Ermenegildo Zegna’s Fall Winter 2021 is an imaginative 15-minute fashion film showing the quiet that now marks most of Milan’s urban landscapes. The buildings they chose as backdrops to the fashion, such as the Piazza Olivetti, show stark modernity, itself contrasting with the softness of their offerings.

This new line, made with soft fabrics in soft lines, in neutrals, removes any notion of “looking sharp.” We suppose it’s a commentary for work-from-home individuals and executives. In fact, most of the offerings from this house, known for its suits, suspiciously look like loungewear. The collection, however, is taken from the decidedly youthful Ermenegildo Zegna XXX segment. Several coats look like they can double as dressing robes, passed off as their chic older brother, the smoking jacket.

The show itself shows the lives we lead now, locked in cubes, while we, and the fashion show, both ache for a narrative. It’s not often that we get to see runway clothes actually in action, especially in such stunning settings as a reimagining of the ghost world that replaced the spaces we once occupied.

Watch the show here:

We don’t usually associate Nigeria with luxury fashion, the avant-garde, or even progressive discussions on gender. But a maison founded there, Lagos Space Programme, tries to change all those notions.

A press release by the company, founded by English-educated Nigeria-based designer Adeju Thompson, says, “Lagos Space Programme is a conceptual, avant-garde, luxury Nigerian fashion brand. We offer intellectual, ready-to-wear high-end crafted collections while exploring parallel concepts through multidisciplinary collaboration projects.”

The collection is called Aso Lànkí, Kí Ató Ki Ènìyàn (translated as “We greet the dress before we greet its wearer”).

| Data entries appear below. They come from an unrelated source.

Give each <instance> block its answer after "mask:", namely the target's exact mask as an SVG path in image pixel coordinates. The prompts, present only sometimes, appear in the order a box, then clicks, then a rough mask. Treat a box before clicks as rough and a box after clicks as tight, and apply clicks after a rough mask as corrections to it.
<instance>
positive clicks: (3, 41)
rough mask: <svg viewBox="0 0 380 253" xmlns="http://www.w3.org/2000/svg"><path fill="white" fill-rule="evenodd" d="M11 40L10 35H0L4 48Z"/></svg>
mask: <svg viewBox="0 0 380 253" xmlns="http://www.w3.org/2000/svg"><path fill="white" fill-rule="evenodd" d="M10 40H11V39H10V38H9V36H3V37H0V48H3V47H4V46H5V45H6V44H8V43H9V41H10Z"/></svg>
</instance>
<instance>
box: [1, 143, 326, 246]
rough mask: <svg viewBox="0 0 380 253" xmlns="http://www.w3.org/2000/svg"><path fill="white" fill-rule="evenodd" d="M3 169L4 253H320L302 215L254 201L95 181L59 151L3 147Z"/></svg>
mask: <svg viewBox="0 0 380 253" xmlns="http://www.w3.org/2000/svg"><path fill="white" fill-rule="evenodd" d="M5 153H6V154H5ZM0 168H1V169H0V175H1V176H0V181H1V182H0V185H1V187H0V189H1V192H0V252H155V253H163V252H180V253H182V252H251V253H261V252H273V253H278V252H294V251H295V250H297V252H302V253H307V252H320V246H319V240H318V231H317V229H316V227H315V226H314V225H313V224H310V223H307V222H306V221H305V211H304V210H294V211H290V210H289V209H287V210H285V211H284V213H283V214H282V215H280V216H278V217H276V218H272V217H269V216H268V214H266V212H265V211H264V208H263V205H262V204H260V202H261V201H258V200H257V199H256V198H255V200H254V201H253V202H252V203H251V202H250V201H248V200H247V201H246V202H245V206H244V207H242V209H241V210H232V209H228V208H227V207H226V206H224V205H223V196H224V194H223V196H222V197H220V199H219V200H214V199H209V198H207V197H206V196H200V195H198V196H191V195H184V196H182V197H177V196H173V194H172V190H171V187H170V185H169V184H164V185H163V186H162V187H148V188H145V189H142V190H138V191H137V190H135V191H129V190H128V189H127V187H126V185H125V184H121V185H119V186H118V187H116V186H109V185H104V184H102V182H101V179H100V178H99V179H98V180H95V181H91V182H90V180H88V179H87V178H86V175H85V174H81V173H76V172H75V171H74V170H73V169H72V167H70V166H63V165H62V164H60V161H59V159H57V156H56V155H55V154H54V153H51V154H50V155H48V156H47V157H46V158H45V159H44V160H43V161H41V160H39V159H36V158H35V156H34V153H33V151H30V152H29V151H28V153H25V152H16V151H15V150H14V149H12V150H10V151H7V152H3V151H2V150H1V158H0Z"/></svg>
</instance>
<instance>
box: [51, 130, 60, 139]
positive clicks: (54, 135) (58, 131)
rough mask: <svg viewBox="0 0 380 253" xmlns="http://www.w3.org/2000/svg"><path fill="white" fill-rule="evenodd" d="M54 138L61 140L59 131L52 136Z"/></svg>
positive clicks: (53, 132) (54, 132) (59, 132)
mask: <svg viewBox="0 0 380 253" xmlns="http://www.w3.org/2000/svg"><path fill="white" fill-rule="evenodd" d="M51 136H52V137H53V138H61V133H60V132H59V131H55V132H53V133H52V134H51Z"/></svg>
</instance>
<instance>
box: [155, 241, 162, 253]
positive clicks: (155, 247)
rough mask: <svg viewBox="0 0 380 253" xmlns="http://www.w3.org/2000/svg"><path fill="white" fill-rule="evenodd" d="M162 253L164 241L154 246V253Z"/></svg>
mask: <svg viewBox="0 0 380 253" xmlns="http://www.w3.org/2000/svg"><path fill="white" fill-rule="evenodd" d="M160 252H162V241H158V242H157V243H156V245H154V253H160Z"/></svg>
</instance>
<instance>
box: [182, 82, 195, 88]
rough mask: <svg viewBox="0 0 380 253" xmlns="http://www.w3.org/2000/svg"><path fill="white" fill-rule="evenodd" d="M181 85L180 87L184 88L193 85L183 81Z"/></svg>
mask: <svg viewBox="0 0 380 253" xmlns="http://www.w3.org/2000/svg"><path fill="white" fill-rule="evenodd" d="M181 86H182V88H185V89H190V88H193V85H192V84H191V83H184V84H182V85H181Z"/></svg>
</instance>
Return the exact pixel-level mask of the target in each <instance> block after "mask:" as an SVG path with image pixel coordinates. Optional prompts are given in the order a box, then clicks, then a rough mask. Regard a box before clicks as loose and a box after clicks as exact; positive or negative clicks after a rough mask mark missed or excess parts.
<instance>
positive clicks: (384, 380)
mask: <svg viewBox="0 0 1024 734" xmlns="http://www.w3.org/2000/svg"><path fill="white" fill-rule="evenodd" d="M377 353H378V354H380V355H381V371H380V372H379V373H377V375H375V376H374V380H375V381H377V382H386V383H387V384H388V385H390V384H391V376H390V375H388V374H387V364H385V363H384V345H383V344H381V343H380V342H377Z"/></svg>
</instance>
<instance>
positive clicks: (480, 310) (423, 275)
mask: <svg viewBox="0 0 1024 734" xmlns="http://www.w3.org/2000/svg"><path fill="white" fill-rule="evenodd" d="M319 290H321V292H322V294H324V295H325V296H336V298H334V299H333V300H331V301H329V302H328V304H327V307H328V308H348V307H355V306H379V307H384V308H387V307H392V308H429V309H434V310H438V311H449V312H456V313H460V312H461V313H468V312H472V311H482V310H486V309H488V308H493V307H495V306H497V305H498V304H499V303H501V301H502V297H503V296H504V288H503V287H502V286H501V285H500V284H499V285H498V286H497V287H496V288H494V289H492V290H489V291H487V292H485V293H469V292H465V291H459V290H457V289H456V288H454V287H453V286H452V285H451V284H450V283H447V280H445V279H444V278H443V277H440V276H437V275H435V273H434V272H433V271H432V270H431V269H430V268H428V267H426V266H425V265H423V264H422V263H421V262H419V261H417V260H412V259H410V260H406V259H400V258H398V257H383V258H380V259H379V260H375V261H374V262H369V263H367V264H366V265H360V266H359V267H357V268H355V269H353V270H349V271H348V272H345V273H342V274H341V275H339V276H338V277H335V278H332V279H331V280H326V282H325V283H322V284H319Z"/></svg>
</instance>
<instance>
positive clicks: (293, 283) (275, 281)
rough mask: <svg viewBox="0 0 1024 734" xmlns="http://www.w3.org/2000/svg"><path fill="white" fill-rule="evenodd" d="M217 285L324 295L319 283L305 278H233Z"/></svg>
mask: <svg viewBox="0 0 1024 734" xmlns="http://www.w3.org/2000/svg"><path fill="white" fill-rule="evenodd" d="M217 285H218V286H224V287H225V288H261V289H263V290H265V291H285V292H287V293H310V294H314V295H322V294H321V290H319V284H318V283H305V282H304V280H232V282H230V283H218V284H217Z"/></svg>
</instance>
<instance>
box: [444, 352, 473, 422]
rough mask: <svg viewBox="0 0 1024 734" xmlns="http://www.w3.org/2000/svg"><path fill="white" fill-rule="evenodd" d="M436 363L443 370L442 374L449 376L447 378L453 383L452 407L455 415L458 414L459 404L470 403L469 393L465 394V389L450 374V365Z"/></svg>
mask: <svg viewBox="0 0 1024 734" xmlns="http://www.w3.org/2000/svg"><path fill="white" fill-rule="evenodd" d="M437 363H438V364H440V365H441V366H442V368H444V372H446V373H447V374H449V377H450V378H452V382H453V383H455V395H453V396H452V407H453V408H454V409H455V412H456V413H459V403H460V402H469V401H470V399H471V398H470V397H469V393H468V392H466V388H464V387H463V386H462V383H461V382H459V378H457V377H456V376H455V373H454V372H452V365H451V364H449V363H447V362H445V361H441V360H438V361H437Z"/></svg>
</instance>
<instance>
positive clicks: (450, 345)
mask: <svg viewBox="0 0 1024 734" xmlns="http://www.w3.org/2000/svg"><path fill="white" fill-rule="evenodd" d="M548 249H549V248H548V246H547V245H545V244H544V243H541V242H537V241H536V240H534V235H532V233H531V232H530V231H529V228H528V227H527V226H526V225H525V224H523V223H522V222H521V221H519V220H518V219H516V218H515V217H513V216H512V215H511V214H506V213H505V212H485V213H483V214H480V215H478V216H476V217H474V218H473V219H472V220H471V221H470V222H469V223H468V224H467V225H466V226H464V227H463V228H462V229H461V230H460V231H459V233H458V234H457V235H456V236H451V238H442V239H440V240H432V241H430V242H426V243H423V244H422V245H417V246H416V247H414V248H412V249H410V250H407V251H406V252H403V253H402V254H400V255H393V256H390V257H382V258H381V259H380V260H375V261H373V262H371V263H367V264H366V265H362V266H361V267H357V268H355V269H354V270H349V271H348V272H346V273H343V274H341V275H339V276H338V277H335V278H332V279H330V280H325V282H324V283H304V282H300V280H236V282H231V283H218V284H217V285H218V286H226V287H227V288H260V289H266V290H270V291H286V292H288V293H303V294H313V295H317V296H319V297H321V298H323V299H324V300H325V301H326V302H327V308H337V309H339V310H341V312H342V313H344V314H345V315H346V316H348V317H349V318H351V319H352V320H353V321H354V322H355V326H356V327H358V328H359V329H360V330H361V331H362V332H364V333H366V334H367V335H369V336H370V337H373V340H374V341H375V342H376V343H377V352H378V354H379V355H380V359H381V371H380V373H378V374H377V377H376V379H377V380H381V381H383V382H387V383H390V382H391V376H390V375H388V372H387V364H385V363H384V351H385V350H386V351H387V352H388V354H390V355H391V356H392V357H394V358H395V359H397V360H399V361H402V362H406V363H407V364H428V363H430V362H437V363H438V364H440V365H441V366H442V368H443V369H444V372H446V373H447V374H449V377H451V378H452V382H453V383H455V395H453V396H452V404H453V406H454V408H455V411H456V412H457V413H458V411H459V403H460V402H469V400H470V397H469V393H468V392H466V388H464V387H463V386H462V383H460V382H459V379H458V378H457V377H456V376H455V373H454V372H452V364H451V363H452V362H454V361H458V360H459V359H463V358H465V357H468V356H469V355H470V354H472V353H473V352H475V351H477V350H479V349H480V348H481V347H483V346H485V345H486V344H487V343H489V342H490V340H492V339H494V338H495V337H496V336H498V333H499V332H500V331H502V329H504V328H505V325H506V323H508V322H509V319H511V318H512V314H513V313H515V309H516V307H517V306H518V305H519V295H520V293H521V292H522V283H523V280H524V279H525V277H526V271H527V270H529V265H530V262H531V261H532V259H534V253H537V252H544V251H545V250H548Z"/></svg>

It takes inspiration from the the Yoruba people, and according to the release,  “highlights an early example of gender-bending within Yoruba society” — a difficult conversation in a country where same-sex activity is illegal.

Shot in the Osun Sacred Grove (a forest dedicated to the Yoruba Goddess of Fertility), the collection contains a palate of rich blues, thanks to local and natural indigo dyes. The collection itself shows crispness in texture but softness in tailoring; with outfits worn by indigenous people in Nigeria combined with a bit of the West, perhaps showing a dialogue.

Watch the show here:

Luxury house Fendi, known for its cheeky sense of humor (they did make the impossibly small Baguette bag), opens its show with a very familiar event these days: a phone call. A woman named Silvia places a call (presumably Silvia Fendi, the house’s Creative Director) and says, “I just want to tell you about humanity, color, what is normal today; about light, and darkness.” The call is mixed and remixed to become the show’s background music.

The collection plays to this season’s theme of comfort, with loose cuts. Furthermore, the tailoring is also decidedly soft, ending in cuffs that appear convex; almost as if the clothes themselves had an introversion. The house also highlights the softness with tactility and texture: think suede, quilting fur, and silks; making the feeling of softness an overall sensorial experience.

Of course, Fendi is still Fendi, so any outfits that might have resembled loungewear (such as a robe/smoking jacket: a new trend?) are still undeniably luxe: a shimmering silk, quilted and splashed with flowers and the house’s name in cursive.